De la intersección entre el pasado —Javier/Gustavo— y el presente —Amanda/Ana— emerge la película en su sentido completo. Habrá que esperar casi al final de Las buenas intenciones para que una secuencia revele el valor del padre ausente sobre lo que vemos y escuchamos. García Blaya opta por no rodar las últimas vacaciones que pasará Amanda junto a sus hermanos y Gustavo en la playa, recurriendo a extractos del archivo familiar al ritmo de «Despertar al sol», de Sorry —el grupo liderado por Javier García Blaya—. De un plano a otro, la pequeña Ana se transmuta en Amanda y, con una naturalidad desarmante, el videoclip que acabamos de contemplar es incorporado a la ficción: se trata de un montaje que ha hecho Gustavo para recordar las jornadas de sol y mar. Un juego de espejos tan significativo como el hecho de que sea el padre —Javier, en esta ocasión— quien cierre el metraje, apagando, literalmente, la cámara con la que se graba. Las buenas intenciones honra así un modelo de recreación de lo vivido que supera la autarquía a la que nos arrastra contar solo con la perspectiva propia, el autismo del recuerdo entendido como un espacio de confort blindado a injerencias externas. La memoria, nos dice esta obra extraordinaria, solo es fiel al mundo si dejamos que fluya y adquiera su relieve desbordando nuestros estrechos límites.

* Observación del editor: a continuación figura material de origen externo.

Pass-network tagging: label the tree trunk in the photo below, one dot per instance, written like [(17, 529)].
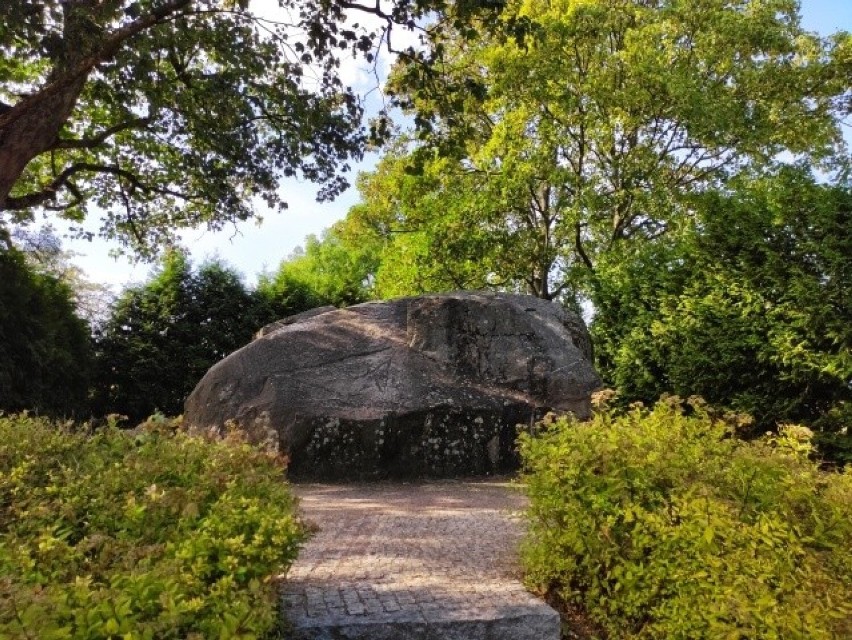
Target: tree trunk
[(32, 133)]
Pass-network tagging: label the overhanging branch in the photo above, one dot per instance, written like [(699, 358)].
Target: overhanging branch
[(98, 140), (110, 46)]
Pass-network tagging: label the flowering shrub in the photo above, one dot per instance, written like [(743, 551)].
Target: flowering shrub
[(661, 525), (152, 535)]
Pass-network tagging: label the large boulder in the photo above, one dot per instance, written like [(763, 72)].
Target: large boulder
[(428, 386)]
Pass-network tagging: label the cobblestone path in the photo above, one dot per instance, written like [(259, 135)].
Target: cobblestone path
[(433, 561)]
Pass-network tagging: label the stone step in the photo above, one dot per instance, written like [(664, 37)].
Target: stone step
[(431, 561)]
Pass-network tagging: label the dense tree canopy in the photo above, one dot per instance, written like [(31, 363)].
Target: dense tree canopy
[(748, 307), (45, 350), (580, 126), (172, 113), (163, 336)]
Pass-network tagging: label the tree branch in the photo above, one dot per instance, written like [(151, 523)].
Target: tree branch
[(63, 179), (91, 143), (111, 44)]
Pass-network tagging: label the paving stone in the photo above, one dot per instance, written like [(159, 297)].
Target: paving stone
[(433, 561)]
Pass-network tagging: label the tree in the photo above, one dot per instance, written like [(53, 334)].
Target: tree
[(582, 126), (44, 254), (336, 269), (45, 349), (169, 113), (164, 335), (748, 307)]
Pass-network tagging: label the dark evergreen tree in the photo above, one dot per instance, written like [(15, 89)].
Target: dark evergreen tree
[(45, 348)]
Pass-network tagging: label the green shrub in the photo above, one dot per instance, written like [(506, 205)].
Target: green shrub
[(661, 525), (153, 535)]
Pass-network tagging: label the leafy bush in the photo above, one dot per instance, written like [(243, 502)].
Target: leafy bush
[(153, 535), (661, 525)]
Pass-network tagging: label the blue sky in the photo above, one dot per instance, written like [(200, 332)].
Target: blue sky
[(252, 248)]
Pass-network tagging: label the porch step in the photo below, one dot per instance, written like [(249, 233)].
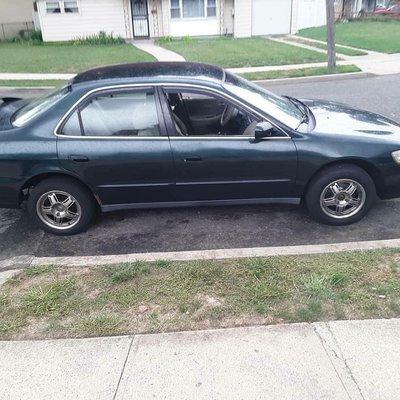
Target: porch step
[(158, 52)]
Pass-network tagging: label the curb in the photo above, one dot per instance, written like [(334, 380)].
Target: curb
[(318, 78), (219, 254), (26, 87)]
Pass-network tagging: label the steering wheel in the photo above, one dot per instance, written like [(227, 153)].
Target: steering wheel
[(228, 113)]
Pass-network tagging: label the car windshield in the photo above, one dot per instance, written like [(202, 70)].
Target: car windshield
[(37, 106), (276, 106)]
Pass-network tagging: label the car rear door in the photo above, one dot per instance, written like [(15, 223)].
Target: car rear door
[(217, 167), (115, 141)]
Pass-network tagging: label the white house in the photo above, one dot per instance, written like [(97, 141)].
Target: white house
[(65, 20)]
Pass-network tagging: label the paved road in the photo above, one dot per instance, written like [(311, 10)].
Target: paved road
[(224, 227)]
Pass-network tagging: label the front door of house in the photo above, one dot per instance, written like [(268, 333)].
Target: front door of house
[(140, 18)]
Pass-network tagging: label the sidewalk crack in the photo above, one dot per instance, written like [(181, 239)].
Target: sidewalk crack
[(123, 367), (335, 351)]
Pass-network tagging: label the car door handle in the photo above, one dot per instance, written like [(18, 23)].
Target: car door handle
[(191, 158), (78, 158)]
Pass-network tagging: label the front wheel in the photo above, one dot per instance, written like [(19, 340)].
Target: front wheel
[(340, 195), (61, 206)]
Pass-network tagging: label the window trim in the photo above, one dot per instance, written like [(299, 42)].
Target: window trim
[(182, 18), (206, 91), (61, 5), (85, 100), (161, 103)]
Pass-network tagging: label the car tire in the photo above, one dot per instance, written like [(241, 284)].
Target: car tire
[(340, 195), (61, 206)]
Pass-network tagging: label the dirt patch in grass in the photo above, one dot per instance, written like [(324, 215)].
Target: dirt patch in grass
[(300, 72), (48, 302)]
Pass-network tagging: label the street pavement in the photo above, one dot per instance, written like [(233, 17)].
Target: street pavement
[(221, 227), (342, 360)]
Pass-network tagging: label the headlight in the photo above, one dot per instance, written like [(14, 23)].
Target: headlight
[(396, 156)]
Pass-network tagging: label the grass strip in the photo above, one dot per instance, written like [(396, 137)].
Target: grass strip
[(296, 73), (49, 302)]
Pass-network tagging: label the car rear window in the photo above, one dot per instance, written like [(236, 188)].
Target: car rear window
[(37, 107)]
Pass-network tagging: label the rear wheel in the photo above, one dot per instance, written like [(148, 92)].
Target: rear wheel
[(61, 206), (340, 195)]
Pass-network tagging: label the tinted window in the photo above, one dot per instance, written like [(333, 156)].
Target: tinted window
[(38, 106), (276, 106), (117, 114), (201, 114), (72, 127)]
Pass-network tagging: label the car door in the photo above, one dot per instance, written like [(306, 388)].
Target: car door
[(115, 141), (231, 165)]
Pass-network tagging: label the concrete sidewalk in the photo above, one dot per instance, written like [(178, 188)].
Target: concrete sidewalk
[(336, 360)]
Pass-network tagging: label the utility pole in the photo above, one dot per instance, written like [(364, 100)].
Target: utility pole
[(330, 37)]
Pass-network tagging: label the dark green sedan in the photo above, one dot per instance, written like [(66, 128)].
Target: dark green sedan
[(186, 134)]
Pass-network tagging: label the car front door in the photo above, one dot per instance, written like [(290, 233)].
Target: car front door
[(225, 162), (115, 140)]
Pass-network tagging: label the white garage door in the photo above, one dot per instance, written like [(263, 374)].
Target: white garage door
[(271, 17), (311, 13)]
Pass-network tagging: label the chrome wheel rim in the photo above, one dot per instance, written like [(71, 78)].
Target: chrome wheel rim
[(59, 210), (342, 198)]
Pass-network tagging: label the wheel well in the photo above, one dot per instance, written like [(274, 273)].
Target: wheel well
[(369, 168), (32, 182)]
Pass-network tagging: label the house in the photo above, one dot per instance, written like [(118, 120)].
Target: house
[(65, 20), (15, 16), (353, 8)]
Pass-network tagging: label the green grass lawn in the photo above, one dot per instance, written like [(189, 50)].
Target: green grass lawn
[(67, 58), (296, 73), (31, 83), (231, 53), (48, 302), (339, 49), (382, 36)]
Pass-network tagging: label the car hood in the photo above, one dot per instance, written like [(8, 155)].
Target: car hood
[(8, 106), (337, 118)]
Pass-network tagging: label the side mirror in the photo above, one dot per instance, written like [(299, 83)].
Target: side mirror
[(263, 129)]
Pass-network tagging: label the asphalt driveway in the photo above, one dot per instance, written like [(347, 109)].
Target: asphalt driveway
[(222, 227)]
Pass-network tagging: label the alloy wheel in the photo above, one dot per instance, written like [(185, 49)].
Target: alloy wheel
[(58, 209), (342, 198)]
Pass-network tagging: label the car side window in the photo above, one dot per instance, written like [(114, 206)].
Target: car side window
[(203, 114), (118, 114)]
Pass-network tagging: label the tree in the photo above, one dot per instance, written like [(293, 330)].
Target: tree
[(330, 36)]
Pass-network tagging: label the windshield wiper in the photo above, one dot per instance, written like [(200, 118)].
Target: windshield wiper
[(303, 109)]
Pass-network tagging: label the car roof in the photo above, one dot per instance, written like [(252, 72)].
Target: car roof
[(152, 71)]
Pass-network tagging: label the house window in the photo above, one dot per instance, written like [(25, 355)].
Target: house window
[(193, 9), (53, 7), (211, 8), (175, 9), (71, 6), (61, 7)]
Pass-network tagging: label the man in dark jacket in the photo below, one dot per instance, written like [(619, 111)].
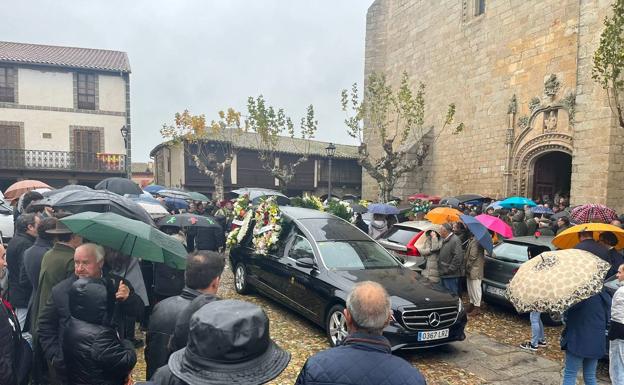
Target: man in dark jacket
[(588, 243), (19, 295), (450, 259), (93, 352), (367, 313), (210, 238), (29, 275), (54, 318), (203, 269)]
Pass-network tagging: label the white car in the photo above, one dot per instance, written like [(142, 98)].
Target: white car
[(6, 221)]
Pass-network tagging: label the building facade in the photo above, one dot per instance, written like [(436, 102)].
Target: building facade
[(520, 74), (61, 114), (173, 167)]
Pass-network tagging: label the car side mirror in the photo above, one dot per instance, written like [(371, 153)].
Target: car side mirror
[(306, 262)]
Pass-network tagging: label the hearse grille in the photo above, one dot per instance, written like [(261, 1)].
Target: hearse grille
[(428, 319)]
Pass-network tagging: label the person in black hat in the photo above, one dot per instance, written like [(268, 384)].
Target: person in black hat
[(365, 356), (228, 344), (92, 350)]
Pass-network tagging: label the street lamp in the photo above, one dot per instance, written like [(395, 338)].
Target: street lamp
[(331, 151), (124, 134)]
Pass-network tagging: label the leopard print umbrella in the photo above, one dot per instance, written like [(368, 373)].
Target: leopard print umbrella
[(555, 280)]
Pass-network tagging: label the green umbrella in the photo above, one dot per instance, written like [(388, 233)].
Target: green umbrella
[(130, 237), (198, 196)]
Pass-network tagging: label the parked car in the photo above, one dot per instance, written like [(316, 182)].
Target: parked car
[(503, 264), (316, 263), (6, 222), (400, 240)]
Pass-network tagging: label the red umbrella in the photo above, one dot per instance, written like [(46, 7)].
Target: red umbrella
[(592, 213), (18, 188), (496, 225)]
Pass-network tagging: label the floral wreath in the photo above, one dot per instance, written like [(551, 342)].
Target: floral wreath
[(241, 212), (268, 225)]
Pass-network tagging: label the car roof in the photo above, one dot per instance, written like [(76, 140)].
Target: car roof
[(544, 240), (418, 225), (304, 213)]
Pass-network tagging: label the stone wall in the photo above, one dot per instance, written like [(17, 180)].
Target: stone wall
[(479, 63)]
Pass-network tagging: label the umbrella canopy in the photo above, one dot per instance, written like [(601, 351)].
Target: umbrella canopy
[(382, 208), (568, 238), (129, 237), (119, 186), (178, 194), (495, 224), (176, 203), (441, 215), (517, 202), (18, 188), (187, 220), (155, 210), (69, 187), (153, 188), (555, 280), (77, 201), (198, 197), (358, 208), (542, 210), (479, 231), (591, 212)]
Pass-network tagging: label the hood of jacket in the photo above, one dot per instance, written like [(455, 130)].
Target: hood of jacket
[(88, 301)]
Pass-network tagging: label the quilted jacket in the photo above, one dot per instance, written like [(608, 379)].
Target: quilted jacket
[(362, 359)]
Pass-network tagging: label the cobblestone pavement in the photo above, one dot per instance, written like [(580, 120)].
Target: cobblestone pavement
[(488, 356)]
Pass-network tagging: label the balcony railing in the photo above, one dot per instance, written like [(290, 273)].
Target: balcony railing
[(62, 160)]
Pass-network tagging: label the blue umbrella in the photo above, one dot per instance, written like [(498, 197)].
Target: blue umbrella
[(382, 208), (542, 210), (153, 188), (517, 203), (479, 231)]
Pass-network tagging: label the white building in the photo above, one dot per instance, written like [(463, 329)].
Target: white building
[(62, 111)]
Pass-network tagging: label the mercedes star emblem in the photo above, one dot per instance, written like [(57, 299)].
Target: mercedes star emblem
[(434, 319)]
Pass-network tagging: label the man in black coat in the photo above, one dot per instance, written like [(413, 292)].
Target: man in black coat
[(31, 266), (210, 238), (93, 352), (54, 318), (203, 269), (19, 295)]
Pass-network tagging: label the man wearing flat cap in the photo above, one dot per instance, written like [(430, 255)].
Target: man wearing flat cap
[(228, 344)]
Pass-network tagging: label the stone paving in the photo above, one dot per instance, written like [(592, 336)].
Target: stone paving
[(497, 363)]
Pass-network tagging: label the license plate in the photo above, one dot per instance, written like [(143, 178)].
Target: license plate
[(495, 290), (433, 335)]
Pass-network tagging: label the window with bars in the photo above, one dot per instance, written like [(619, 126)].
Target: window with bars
[(7, 84), (86, 91)]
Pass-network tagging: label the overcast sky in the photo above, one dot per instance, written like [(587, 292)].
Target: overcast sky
[(207, 55)]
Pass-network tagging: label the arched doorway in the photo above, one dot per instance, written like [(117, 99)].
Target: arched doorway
[(552, 173)]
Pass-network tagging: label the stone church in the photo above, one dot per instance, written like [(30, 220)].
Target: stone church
[(520, 74)]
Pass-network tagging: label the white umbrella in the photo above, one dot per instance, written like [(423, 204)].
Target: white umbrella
[(154, 210)]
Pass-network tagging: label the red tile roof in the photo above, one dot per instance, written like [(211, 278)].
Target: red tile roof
[(95, 59)]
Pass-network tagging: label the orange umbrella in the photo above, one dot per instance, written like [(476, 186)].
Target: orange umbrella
[(441, 215), (18, 188)]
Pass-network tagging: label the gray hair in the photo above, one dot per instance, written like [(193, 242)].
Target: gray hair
[(96, 249), (369, 306)]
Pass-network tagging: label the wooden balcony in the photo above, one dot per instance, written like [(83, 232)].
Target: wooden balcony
[(44, 160)]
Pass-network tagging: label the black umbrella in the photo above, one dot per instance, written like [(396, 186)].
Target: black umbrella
[(101, 201), (119, 186), (187, 220)]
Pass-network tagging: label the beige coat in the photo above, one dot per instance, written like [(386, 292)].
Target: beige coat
[(475, 260), (428, 247)]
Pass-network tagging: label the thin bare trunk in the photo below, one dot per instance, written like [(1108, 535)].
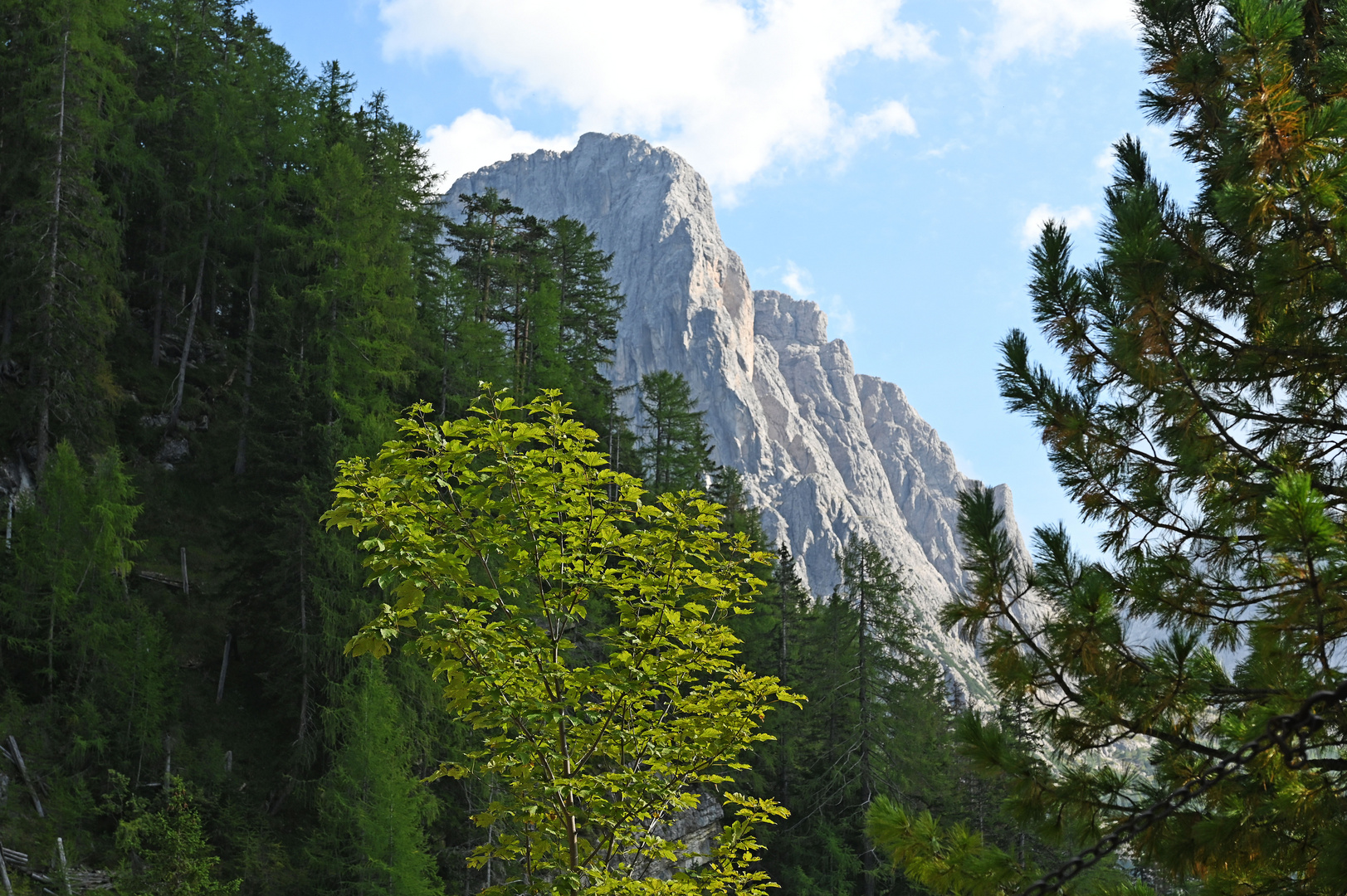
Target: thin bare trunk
[(224, 669), (4, 874), (784, 740), (49, 289), (157, 343), (242, 457), (192, 326)]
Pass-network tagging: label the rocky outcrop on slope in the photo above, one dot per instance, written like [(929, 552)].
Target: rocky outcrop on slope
[(825, 451)]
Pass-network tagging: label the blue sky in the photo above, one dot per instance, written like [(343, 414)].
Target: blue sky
[(889, 161)]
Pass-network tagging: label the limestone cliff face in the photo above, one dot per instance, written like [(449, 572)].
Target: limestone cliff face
[(825, 451)]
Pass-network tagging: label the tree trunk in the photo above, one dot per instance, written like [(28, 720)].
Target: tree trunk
[(157, 341), (866, 777), (192, 325), (784, 740), (49, 289), (242, 457)]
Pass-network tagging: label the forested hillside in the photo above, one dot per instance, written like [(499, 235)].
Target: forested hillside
[(222, 275)]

Aunque su organicidad apunte en la dirección contraria, en realidad Las buenas intenciones tiene mucho de proteica: una comedia dramática en la que hay lugar para la invocación de un tiempo y un lugar desaparecidos —el Buenos Aires de los años 90, con sus hábitos, sus paisajes interiores y, sobre todo, su inagotable rock—; el punto de vista de una niña prendada de un padre de tintes a veces heroicos —Gustavo, cómicamente épico, camina en ralentí, al ritmo del «Himno Nacional Argentino» interpretado por Charly García, para llegar a tiempo a la celebración del Día de la Bandera contra toda previsión—; o los instantes conjeturales a propósito de la vida interior, en soledad, de Gustavo. El gran triunfo de Las buenas intenciones es que esta variedad de estrategias acabe confluyendo sin fricciones en un mismo objetivo. Cuando Amanda le comunica a su progenitor que ha decidido marcharse con su madre, los ojos de la niña —nuevamente— se clavan sobre el lugar donde un momento atrás había estado él. El esperado contraplano no emerge del modo que cabría aguardar, sino a través de la imagen de Gustavo, desolado pero armado de determinación, frente al espejo. No habrá más miradas cruzadas entre ellos. Al llegar los títulos de crédito, suena por primera vez completo el tema que sirve de leit-motiv al filme: «Las buenas intenciones». En él se reúnen las voces —años más tarde— de Ana y Javier García Blaya, es decir, de Amanda y Gustavo, proyectándonos hacia un reencuentro futuro. «Las buenas intenciones» y Las buenas intenciones confunden sus contornos, de esta manera, en un bellísimo alegato sobre el poder del cine a la hora de arrojar luz sobre quiénes fuimos, quiénes somos y, acaso, en quiénes nos convertiremos.